Los madrileños nunca parecen de Madrid, porque aquí se confunde todo. Ahora que la Comunidad de Madrid ha dado sus premios, me he fijado en sus procedencias: Gades, otro madrileño premiado, es de Alicante, y aunque aquí hizo fortuna con el baile y con la hostelería, e incluso con la vida de la noche, nunca dejó que su seña de identidad se confundiera con lo que alguien imposible llamaría la identidad madrileña. Y lo mismo pasa con el músico Groba, que es de Pontevedra, pero aquí ha dejado su pauta. José Monleón, que es de Tabernes, en Valencia, es madrileño ya de varias generaciones, casi, y por eso no extrañaba el otro día verlo en el autobús donde se celebra parte de su festival de teatro Madrid-Sur. Monleón es hasta latinoamericano. Hizo más Monleón por Madrid y por su teatro que muchos alcaldes, y siempre lo ha hecho como si fuera otro, dejándose de pavoneos inútiles, trabajando. La medalla del Trabajo se la tendrían que dar, aparte de dotarle ya de la identidad (imposible) de Madrid.
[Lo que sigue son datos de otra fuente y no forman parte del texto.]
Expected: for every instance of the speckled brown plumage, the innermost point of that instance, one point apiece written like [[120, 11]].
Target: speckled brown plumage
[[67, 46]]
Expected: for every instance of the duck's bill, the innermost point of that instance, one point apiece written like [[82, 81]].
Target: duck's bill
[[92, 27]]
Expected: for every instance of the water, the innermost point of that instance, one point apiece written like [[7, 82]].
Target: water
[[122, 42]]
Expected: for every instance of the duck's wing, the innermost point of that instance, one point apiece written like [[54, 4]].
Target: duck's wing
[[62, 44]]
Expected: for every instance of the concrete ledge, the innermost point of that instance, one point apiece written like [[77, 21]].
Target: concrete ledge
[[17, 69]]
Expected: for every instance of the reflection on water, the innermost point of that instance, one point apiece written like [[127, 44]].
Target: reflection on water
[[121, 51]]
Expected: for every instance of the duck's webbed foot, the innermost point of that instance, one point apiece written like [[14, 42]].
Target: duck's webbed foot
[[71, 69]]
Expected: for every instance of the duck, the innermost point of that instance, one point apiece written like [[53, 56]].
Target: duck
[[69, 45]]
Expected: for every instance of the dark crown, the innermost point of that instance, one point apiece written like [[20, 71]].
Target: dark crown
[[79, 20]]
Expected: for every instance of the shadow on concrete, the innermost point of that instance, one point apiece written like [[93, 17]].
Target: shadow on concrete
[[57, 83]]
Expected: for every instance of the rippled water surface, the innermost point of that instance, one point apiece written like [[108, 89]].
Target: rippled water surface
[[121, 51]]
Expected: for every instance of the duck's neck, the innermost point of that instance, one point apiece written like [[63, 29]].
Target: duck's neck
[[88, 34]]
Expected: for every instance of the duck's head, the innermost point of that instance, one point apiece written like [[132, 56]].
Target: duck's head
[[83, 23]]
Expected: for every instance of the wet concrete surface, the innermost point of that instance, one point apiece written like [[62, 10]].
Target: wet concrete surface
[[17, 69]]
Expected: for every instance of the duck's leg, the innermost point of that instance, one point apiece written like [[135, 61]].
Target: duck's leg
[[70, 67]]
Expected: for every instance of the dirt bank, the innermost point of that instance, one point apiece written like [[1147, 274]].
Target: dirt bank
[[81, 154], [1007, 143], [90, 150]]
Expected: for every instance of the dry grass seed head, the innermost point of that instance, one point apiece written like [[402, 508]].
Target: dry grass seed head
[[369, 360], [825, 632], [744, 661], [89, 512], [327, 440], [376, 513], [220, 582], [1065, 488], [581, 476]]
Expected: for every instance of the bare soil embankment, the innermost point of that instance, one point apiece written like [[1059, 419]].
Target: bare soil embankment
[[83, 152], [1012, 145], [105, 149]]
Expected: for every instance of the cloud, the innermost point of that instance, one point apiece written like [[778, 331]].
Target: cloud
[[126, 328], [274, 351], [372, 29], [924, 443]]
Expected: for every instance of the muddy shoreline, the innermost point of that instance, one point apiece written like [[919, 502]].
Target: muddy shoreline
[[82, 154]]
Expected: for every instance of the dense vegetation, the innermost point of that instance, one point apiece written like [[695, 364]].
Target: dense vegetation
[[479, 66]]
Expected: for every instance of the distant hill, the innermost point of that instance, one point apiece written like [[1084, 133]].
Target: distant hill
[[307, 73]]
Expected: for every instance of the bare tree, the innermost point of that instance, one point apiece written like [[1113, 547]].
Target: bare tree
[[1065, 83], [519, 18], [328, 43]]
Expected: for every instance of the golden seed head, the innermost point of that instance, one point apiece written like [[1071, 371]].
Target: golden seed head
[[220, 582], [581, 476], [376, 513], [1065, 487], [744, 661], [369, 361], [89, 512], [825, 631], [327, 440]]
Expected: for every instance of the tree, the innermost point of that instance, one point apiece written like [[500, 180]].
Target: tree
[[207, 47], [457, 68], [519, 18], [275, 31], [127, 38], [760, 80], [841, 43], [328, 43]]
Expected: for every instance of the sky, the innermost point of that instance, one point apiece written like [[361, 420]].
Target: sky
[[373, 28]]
En Madrid no hay identidad, sino cielo. Vila-Matas, que cree que Barcelona es una ciudad nerviosa, ayer dijo que Madrid sería, entonces, ultranerviosa: eso es que no la ve en las mañanas de puente. En realidad Madrid es otra ciudad; Octavio Paz contaba que descubrió Madrid paseando por el paseo de la Castellana y viendo cómo caía el otoño en un día tranquilo, cuando alrededor había destrucción y barbarie: "Se sobrevive, es una ciudad que se sobrevive". Acaso por eso en ella cabe tanta gente. Sólo a una comunidad tan abierta como ésta se le ocurre premiar a un riojano como Azcona, a un descreído de Madrid como Arroyo o a un alicantino tan marítimo como Antonio Gades: mientras en otros lugares buscan el Rh en lo que sobra de las uñas, aquí no le miran el carné ni al anterior presidente de la Comunidad, que es cántabro y socialista, y le acaban de honrar como si todavía fuera presidente de los madrileños. Una comunidad que se fija, para premiarle, en el trabajo oscuro, y luego amplificado, de un trabajador extraordinario de la lengua, el académico Manuel Seco, autor con otros (Gabino Ramos, Olimpia de Andrés) de un diccionario del uso del español que Juan José Millás calificó como el último gran diccionario de la historia, es una comunidad que respeta la tradición de ciudad secreta y abierta, en la que se abraza al que viene de fuera como si fuera el otro que se está esperando.
Por cierto, ¿a quién mandará Azcona recoger su premio? Al otro, claro, al que se quedó en Logroño.